Left ventricular remodelling after acute myocardial infarction: Impact of clinical, echocardiographic parameters and polymorphism of angiotensinogen gene

Introduction: The development of left ventricular remodelling after acute myocardial infarction is a predictor of heart failure and mortality. The purpose of the present study was to assess whether the polymorphism of angiotensinogen (AGT) gene with threonine (T) instead of methionine (M) at amino acid 235 in exon 2 (M235T) had effects on cardiac remodelling after acute myocardial infarction. Methods: One hundred and forty-one patients (mean age 56.4±11.1 years) with a first acute myocardial infarction were enrolled. Within 24–72 hours of the onset of the symptoms and at a four month period two-dimensional echocardiography was performed. Remodelling was defined as a 20% increase from the baseline in left ventricular end-diastolic volume. The genotypes of the study group were compared with the reference group (n=1010) genotypes. AGT M235T polymorphism was determined using polymerase chain reaction amplification. Results: At follow-up, 49 patients (34.7%) were classified as having left ventricular remodelling.
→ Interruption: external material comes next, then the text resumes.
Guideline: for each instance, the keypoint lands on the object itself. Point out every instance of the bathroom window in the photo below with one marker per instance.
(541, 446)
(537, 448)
Anterior localization of the infarct (p=0.008), leucocyte count at admission (p=0.040), global left ventricular longitudinal strain (p=0.021) and MM genotype of AGT (p=0.024) were independent predictors of ventricular remodelling after myocardial infarction. Conclusions: Anterior wall infarction, increased leucocyte count, decreased longitudinal strain of left ventricular and polymorphism of AGT M235T may predict remodelling after myocardial infarction.